Da liberdade religiosa deles depende a minha |
Mas não, a liberdade religiosa não é de todo apenas uma questão de direito de associação e de expressão da nossa fé. A liberdade religiosa existe porque a religião, como a consciência, tem uma importância tão grande para o homem que muitos estão dispostos a morrer antes de violar os preceitos religiosos em que acreditam.
A Dulce Rocha não é obrigada a partilhar dessa visão da
religião na vida das pessoas, mas não tem o direito de diluir completamente o
conceito de liberdade religiosa.
E porque é que isto é importante? Porque da liberdade
religiosa deste rapaz TJ depende a minha e a de todos os outros. Por exemplo, segundo
esta visão de Dulce Rocha, a integridade física está acima da liberdade
religiosa? Podem, então, os judeus e os muçulmanos circuncidar os seus filhos?

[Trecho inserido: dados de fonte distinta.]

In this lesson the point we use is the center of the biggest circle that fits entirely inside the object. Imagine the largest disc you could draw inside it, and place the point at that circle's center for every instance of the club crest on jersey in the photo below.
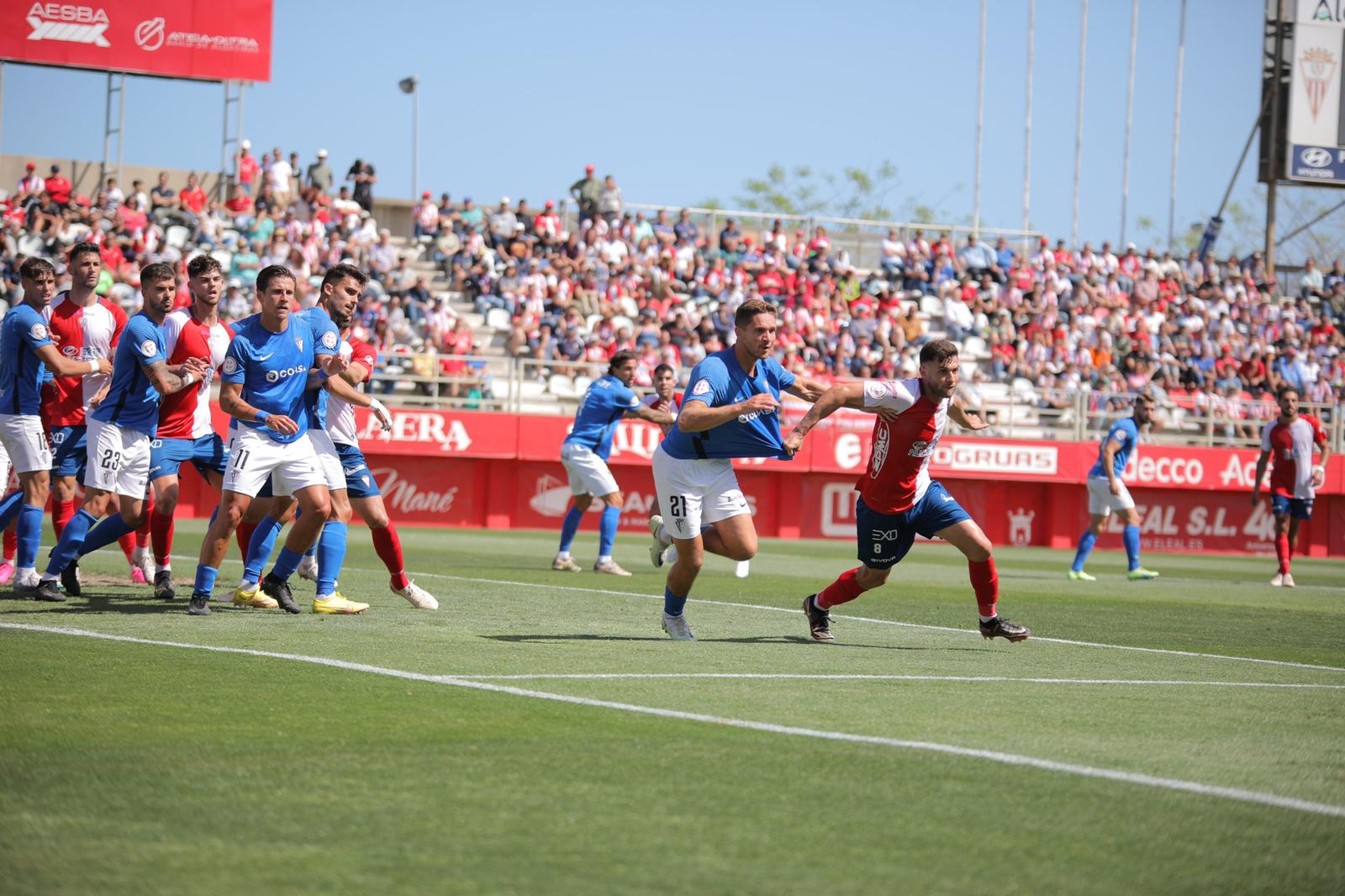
(880, 450)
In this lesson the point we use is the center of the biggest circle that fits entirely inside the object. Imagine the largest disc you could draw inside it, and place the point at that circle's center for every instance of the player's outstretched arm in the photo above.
(844, 394)
(963, 417)
(168, 380)
(232, 403)
(807, 389)
(651, 414)
(697, 416)
(62, 366)
(340, 387)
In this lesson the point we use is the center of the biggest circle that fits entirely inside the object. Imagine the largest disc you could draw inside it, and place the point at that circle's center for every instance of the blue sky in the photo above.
(683, 101)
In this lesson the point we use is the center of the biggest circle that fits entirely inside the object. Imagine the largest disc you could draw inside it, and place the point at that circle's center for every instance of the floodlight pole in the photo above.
(1079, 127)
(1026, 131)
(1130, 118)
(1181, 61)
(981, 118)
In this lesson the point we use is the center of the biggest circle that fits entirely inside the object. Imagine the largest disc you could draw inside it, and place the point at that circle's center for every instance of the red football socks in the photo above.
(161, 535)
(985, 582)
(1282, 552)
(844, 589)
(61, 513)
(389, 548)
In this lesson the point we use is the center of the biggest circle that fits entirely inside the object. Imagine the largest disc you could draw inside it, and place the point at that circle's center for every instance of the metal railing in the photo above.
(530, 385)
(861, 239)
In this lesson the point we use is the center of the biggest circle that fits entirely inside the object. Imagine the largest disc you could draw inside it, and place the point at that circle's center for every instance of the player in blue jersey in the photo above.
(731, 409)
(26, 356)
(120, 430)
(340, 293)
(266, 376)
(584, 455)
(1107, 493)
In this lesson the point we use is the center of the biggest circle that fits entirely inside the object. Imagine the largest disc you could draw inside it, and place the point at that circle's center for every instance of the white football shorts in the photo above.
(1102, 502)
(119, 459)
(696, 493)
(329, 459)
(255, 456)
(588, 472)
(24, 441)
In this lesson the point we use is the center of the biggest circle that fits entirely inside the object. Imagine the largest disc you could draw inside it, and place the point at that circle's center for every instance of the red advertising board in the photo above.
(170, 38)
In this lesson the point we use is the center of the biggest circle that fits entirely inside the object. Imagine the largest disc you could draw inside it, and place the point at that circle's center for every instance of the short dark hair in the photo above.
(750, 309)
(158, 271)
(35, 266)
(273, 272)
(938, 350)
(203, 264)
(82, 249)
(340, 272)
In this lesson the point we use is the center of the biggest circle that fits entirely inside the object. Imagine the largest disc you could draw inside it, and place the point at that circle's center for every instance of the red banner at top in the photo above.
(170, 38)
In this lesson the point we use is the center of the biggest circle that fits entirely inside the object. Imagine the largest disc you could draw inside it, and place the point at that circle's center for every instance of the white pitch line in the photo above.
(950, 750)
(861, 619)
(880, 677)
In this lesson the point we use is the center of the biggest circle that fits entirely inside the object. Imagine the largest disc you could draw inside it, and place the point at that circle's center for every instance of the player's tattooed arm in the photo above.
(232, 403)
(963, 417)
(844, 394)
(168, 380)
(652, 414)
(807, 389)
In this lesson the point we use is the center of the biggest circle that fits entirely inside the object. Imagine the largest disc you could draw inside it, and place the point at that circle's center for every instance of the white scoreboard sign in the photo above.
(1316, 151)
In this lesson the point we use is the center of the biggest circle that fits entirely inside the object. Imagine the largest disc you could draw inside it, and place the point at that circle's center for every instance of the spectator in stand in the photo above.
(587, 192)
(425, 217)
(30, 186)
(609, 201)
(248, 167)
(280, 178)
(58, 188)
(320, 175)
(365, 178)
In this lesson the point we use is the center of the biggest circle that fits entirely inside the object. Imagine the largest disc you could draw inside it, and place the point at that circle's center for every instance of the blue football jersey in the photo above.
(273, 370)
(22, 373)
(326, 342)
(603, 405)
(1126, 435)
(720, 381)
(132, 401)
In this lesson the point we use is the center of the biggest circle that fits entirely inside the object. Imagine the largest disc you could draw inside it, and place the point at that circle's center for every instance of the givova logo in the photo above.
(67, 22)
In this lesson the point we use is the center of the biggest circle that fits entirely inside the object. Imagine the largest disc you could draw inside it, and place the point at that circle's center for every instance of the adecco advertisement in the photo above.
(502, 472)
(170, 38)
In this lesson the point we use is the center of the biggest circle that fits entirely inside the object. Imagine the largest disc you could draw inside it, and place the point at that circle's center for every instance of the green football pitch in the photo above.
(541, 735)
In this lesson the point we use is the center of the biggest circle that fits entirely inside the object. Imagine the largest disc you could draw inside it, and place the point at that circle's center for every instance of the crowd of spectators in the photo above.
(1207, 335)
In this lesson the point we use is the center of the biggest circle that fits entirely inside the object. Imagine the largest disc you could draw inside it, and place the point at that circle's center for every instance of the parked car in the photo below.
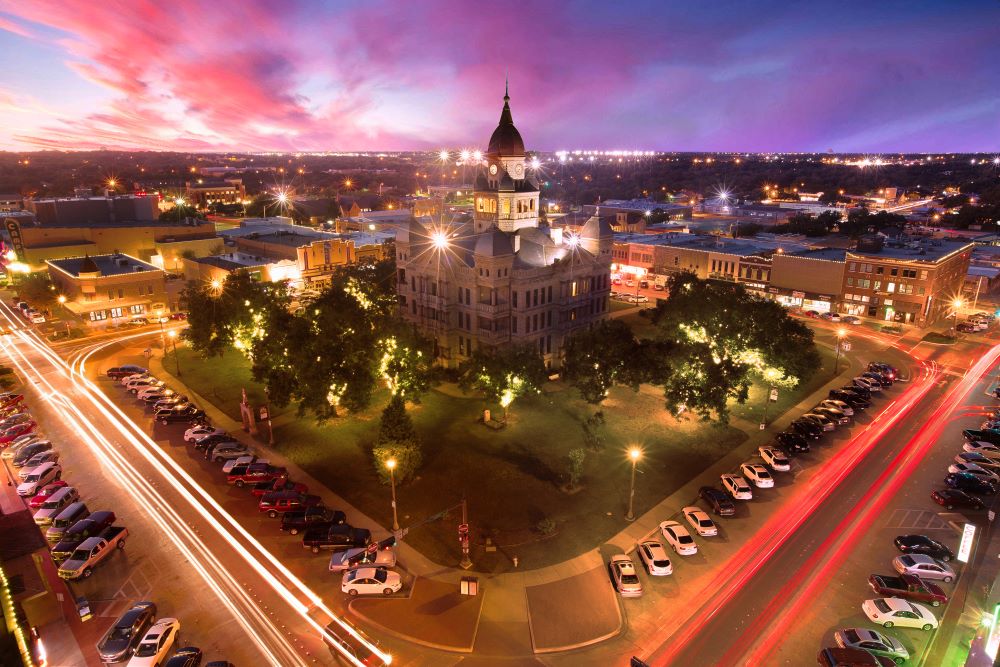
(963, 481)
(279, 502)
(792, 442)
(872, 641)
(623, 575)
(970, 469)
(39, 477)
(775, 459)
(654, 557)
(91, 552)
(154, 647)
(836, 415)
(757, 474)
(363, 557)
(953, 498)
(118, 372)
(678, 538)
(124, 635)
(376, 581)
(736, 487)
(718, 500)
(700, 521)
(318, 518)
(178, 413)
(195, 432)
(889, 612)
(25, 454)
(909, 587)
(337, 537)
(260, 488)
(921, 544)
(924, 567)
(70, 536)
(46, 491)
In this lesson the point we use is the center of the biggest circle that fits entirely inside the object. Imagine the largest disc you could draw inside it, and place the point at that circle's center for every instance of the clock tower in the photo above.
(506, 197)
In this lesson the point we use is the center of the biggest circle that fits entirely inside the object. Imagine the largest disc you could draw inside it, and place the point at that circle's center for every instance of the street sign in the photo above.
(965, 546)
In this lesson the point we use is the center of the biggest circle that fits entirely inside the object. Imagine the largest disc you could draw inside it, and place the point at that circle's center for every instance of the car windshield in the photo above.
(146, 649)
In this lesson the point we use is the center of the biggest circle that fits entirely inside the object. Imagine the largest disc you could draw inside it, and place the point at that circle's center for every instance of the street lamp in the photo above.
(841, 332)
(634, 454)
(172, 334)
(391, 465)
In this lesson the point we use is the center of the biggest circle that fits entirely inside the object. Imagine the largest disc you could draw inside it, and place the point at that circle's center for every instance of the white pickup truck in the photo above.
(91, 552)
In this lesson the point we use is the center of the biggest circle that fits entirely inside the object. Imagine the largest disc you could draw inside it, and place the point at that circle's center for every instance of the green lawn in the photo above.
(512, 478)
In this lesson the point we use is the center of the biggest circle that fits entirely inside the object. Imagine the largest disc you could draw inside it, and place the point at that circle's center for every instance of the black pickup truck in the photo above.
(312, 518)
(335, 538)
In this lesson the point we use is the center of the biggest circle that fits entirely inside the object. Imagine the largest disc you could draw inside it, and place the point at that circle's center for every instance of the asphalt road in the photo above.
(816, 581)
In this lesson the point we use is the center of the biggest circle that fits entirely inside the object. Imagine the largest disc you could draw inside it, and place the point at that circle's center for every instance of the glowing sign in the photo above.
(965, 546)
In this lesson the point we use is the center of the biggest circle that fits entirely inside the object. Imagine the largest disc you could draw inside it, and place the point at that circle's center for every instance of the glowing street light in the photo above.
(634, 455)
(391, 465)
(841, 333)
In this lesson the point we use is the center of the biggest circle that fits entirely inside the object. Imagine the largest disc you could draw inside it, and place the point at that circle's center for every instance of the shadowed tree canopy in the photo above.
(720, 336)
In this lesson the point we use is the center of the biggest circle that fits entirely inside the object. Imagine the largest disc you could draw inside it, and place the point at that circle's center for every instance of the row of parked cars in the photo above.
(836, 411)
(364, 565)
(974, 473)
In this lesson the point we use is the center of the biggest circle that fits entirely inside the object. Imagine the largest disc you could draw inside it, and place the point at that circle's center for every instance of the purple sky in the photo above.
(282, 75)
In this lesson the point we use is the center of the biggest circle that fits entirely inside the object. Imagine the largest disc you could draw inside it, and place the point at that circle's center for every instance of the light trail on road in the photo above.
(765, 633)
(781, 526)
(146, 446)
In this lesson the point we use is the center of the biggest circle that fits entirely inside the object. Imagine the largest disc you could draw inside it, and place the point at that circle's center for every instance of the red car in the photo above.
(15, 431)
(45, 492)
(257, 472)
(261, 488)
(7, 400)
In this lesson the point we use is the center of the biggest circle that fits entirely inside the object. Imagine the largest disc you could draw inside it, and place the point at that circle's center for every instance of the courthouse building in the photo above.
(498, 277)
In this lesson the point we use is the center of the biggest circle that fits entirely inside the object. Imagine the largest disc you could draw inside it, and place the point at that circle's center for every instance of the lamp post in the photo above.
(177, 360)
(841, 332)
(391, 465)
(634, 454)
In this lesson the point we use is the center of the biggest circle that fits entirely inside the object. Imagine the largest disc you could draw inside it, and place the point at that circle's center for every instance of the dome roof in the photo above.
(506, 140)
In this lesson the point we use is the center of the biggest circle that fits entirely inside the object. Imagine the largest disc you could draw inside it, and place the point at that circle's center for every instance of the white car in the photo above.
(775, 458)
(624, 576)
(654, 557)
(678, 538)
(866, 383)
(973, 469)
(371, 581)
(924, 567)
(889, 612)
(201, 431)
(699, 520)
(156, 643)
(839, 405)
(736, 486)
(984, 448)
(757, 474)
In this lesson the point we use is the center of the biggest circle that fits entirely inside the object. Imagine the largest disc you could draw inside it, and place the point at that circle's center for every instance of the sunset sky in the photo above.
(313, 76)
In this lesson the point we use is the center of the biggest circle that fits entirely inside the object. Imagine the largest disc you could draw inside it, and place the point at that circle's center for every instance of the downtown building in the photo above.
(497, 277)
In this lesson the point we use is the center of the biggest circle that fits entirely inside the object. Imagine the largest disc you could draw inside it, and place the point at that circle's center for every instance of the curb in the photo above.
(416, 640)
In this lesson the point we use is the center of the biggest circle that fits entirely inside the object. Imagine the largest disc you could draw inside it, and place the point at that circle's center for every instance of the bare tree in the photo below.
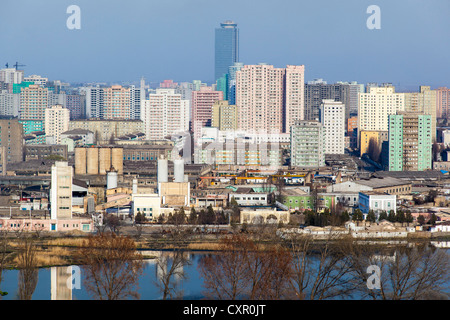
(112, 266)
(28, 272)
(5, 253)
(169, 267)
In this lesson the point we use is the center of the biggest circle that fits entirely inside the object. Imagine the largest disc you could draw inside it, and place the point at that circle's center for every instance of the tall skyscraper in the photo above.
(269, 99)
(332, 117)
(226, 48)
(61, 191)
(443, 102)
(164, 113)
(410, 141)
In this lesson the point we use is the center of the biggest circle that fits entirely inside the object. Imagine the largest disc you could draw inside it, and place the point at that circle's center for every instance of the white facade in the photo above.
(332, 117)
(375, 106)
(9, 103)
(11, 75)
(41, 81)
(56, 122)
(147, 204)
(377, 202)
(164, 113)
(61, 191)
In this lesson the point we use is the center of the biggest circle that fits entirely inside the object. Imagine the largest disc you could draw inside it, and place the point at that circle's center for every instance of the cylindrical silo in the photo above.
(80, 160)
(104, 160)
(134, 186)
(163, 170)
(111, 179)
(117, 159)
(178, 170)
(92, 160)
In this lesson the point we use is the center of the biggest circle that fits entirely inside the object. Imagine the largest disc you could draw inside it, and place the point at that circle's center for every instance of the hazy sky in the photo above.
(174, 39)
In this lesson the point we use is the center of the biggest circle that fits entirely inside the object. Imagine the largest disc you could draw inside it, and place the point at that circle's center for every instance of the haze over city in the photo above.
(121, 41)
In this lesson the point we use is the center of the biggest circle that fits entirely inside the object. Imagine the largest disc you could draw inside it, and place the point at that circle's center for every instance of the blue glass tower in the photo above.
(226, 48)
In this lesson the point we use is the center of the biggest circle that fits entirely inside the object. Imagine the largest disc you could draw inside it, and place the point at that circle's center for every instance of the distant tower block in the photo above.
(163, 170)
(111, 178)
(178, 170)
(134, 186)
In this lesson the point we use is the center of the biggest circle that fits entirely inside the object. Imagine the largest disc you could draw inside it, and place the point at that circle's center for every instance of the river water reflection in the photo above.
(52, 284)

É que precisamente com este tipo de argumento já se tentou proibir a
circuncisão por motivos religiosos em vários países europeus.
E precisamente porque a liberdade religiosa é um direito humano,
e não exclusivo do sistema jurídico português, podemos perguntar como devemos aplicar
a visão de Dulce Rocha a uma realidade como o Afeganistão? Se um rapaz de 16
anos no Afeganistão professa o Cristianismo e as autoridades dizem que ele tem
de optar entre renunciar à sua fé ou ser executado, devemos concluir que o
Estado deve intervir para o obrigar a converter-se para lhe salvar a vida?
Ou se uma rapariga menor de idade engravida e os médicos
concluem que a gravidez põe em risco a sua vida, deve ser obrigada a abortar,
mesmo contra a sua vontade livremente expressada, para se salvar a sua vida?
É sempre mais fácil decidir quando o que está em causa
são os “maluquinhos” dos TJ, que até, pasme-se, rejeitam as transfusões. Mas
convém ter bem presente que nós, católicos, somos aos olhos de muitos os “maluquinhos”
que acreditam que o pão e o vinho se transformam verdadeiramente em Corpo e Sangue
de Cristo durante a Missa e que insistimos que um feto de 10 semanas, de 20
dias ou de 3 horas é vida humana plenamente digna e merecedora de proteção
jurídica.
A liberdade religiosa ou é também para os “maluquinhos”
ou não existe para ninguém. Pode-se eventualmente argumentar com a necessidade
de a confissão religiosa em causa ter representatividade, continuidade
histórica, etc., para não termos de levar com toda e qualquer seita que aparece
do dia para a noite, mas por esses critérios os TJ têm de ser aceites como uma
religião estabelecida.
Quero, por fim, deixar claro que este desabafo sobre este último ponto levantado pela Dulce Rocha não é uma embirração pessoal. Ela faz outros pontos muito interessantes e válidos durante o programa que, repito, deve ser ouvido na íntegra e é muito útil para um debate esclarecido.